Healio: What endpoints will you be evaluating in the BREATHE-3 trial?
Criner: The major endpoint is FEV1. Secondary endpoints are measures of quality of life including the St. George’s Respiratory Questionnaire and the COPD Assessment Test. Exploratory endpoints include the 6-minute walk test.
Healio: What do you hope to uncover/determine through the BREATHE-3 trial?
Criner: If we have another tool to be able to improve patient’s quality of life by improving their lung function and the negative consequences of hyperinflation, which affects the lung, the chest wall and the breathing muscles in the heart, that would be a really useful treatment option for patients that aren’t sick enough to be considered for transplant or not a candidate for lung volume reduction surgery. It could also mean patients can avoid the morbidity and mortality of some of these procedures. We hope it can be applied in patients who aren’t candidates for those surgical interventions because their current clinical state doesn’t allow them to be subjected to such aggressive interventions.

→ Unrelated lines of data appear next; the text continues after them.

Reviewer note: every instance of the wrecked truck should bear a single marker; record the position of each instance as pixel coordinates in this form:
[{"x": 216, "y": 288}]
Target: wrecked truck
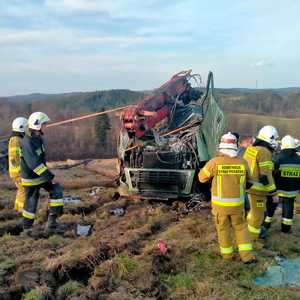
[{"x": 167, "y": 137}]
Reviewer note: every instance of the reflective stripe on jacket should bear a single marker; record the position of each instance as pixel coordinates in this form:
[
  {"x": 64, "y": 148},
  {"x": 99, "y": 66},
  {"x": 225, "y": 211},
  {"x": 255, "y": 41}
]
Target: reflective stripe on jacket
[
  {"x": 287, "y": 173},
  {"x": 14, "y": 160},
  {"x": 260, "y": 164},
  {"x": 229, "y": 175},
  {"x": 34, "y": 170}
]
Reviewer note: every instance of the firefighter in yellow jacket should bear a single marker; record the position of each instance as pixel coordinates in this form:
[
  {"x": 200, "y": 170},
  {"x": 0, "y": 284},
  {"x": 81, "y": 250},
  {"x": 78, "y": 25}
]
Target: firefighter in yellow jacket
[
  {"x": 259, "y": 158},
  {"x": 229, "y": 175},
  {"x": 18, "y": 131}
]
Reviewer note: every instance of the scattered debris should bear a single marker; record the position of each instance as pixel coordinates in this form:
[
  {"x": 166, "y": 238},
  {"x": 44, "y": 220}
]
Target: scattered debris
[
  {"x": 95, "y": 191},
  {"x": 286, "y": 272},
  {"x": 72, "y": 200},
  {"x": 117, "y": 212},
  {"x": 83, "y": 230}
]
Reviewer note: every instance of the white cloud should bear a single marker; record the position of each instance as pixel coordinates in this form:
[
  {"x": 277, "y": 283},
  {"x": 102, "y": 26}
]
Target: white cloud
[{"x": 262, "y": 63}]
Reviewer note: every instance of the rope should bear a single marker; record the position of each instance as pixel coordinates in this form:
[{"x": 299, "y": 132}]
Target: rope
[{"x": 54, "y": 124}]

Healio: When can clinicians expect to see trial results? Will there be interim analyses?
Criner: There won’t be an efficacy interim analysis. These trials usually take about 3 to 4 years to be concluded and published because you recruit several hundred patients and follow them for at least a year.
In the meantime, there’s multiple medical and device-related interventions that have tried to address the needs of patients with COPD and emphysema or without emphysema that have come about in the last 3 to 10 years. If patients feel like they’re not getting the treatment that is improving their status, they should talk to their doctors about other available treatments.